Edyta Roszko is a Senior Researcher at the Chr. Michelsen Institute in Bergen, Norway, where she develops a new research direction on oceans. After her PhD at the Max Planck Institute for Social Anthropology / Martin Luther University (Halle, Germany – 2011) which focused on religion and politics in Vietnam, she did ethnographic research among Chinese and Vietnamese fishing communities in the common maritime space of the South China Sea. Bridging different historical periods and countries, the question of mobility, migration and connectivity of fishers compelled her to historicize fishing communities and to work beyond the nation-state and area studies frame.

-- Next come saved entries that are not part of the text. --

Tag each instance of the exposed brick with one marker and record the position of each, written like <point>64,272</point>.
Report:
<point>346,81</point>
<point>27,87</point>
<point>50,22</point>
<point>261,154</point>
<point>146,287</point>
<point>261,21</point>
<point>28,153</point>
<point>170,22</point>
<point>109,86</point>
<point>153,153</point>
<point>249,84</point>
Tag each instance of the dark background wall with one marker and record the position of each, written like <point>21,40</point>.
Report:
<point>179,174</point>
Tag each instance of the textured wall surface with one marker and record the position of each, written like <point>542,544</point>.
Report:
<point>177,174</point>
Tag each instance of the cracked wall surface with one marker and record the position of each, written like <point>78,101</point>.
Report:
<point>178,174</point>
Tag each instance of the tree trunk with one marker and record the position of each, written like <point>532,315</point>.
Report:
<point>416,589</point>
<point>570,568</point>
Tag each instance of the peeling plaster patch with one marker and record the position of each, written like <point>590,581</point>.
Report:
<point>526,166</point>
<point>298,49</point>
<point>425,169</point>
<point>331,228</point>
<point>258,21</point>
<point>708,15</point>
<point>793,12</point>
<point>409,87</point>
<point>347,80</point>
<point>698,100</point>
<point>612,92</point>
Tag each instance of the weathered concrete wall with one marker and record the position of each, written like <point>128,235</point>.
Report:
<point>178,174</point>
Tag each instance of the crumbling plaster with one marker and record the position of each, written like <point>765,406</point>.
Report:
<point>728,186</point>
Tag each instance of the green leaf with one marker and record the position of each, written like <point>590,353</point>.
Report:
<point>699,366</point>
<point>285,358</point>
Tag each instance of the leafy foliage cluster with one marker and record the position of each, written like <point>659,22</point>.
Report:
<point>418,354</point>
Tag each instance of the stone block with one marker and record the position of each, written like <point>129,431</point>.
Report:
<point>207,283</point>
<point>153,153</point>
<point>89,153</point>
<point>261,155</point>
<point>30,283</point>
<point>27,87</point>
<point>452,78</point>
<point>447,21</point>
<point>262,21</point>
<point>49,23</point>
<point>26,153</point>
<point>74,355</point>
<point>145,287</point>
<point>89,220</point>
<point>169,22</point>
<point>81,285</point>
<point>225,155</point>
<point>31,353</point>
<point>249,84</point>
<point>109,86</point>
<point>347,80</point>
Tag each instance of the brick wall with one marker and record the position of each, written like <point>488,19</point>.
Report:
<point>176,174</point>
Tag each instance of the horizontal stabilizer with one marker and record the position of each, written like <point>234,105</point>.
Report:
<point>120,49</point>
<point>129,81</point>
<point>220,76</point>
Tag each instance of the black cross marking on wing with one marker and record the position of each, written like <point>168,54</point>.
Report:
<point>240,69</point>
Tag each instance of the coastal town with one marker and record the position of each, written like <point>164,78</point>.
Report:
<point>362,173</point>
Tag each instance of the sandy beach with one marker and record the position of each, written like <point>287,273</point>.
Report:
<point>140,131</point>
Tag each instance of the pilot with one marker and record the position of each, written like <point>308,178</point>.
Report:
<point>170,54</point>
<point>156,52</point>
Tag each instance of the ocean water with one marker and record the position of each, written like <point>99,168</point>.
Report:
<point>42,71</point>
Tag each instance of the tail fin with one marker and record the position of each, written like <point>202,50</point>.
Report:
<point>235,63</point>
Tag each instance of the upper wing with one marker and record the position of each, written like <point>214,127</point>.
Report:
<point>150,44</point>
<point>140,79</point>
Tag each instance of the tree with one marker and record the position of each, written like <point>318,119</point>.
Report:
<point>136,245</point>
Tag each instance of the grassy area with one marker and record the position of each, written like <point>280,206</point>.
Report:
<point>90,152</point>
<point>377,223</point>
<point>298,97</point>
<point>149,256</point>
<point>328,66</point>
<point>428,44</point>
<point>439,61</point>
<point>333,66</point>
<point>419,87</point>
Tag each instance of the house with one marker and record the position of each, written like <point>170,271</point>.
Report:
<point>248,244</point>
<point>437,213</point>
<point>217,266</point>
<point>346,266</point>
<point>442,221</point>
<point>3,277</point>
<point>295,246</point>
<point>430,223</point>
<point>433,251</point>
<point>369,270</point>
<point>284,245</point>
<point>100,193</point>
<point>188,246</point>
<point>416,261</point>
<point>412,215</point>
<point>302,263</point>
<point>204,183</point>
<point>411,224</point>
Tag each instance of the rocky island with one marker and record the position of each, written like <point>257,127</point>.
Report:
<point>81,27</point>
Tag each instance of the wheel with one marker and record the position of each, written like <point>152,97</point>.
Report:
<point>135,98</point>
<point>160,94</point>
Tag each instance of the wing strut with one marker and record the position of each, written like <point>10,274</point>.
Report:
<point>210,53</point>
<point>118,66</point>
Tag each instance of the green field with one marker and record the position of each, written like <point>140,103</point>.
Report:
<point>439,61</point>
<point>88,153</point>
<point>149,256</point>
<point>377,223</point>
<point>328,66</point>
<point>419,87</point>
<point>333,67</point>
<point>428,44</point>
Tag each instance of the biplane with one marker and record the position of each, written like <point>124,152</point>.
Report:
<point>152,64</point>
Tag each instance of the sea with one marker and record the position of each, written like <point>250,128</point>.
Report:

Edyta’s newly awarded European Research Council (ERC) Starting Grant project TransOcean at Chr. Michelsen Institute expands her geographic field beyond Vietnam and China to include other global regions in Oceania and West and East Africa.
Edyta’s scholarly articles have appeared in Cross-Currents: East Asian history and Culture Review, Nations and Nationalism and Journal of Contemporary Ethnography and other journals. Her monograph Fishers, Monks and Cadres: Navigating State and Religious Authorities along Central Vietnam’s South China Sea Coast is forthcoming with NIAS Press (Copenhagen).
Summary of project
The South China Sea and Environment: Tracing ecological and livelihoods realities in maritime borderlands
Studies on the environmental history of Southeast Asia point out that while there has been long-standing exploitation of marine resources in the region, overfishing is a very recent development. Marine ecologists offer an equally alarming picture by connecting various contemporary state development projects with ongoing damage to the marine ecosystem, including mangroves, sea grass beds and coral reefs that provide breeding grounds for many marine species. Maritime disputes, the development of refrigeration, freezing and transportation technologies might encourage coastal inhabitants to use more intensive and often destructive methods of extracting marine and coastal resources for commercial purposes. Economists therefore propose a broader economic valuation of natural assets and payment for their ecological services as a way out of the unbridgeable dilemma between destructive exploitation and conservation. However, one of the main assumptions underlying this project is that the South China Sea region cannot be fully grasped without paying attention to local communities that inevitably become involved not only in competition over marine resources and in border making but also in environmental damage. We need to better understand how coastal communities—which are dependent on maritime spaces for their livelihoods—respond to the new challenges. This anthropological research project offers in-depth analysis of this issue by unpacking and problematizing the concept of “commons” beyond the binaries between state and non-state actors, local-global, and private and public, thereby recognizing the complexity of the process and interests pursued by various actors.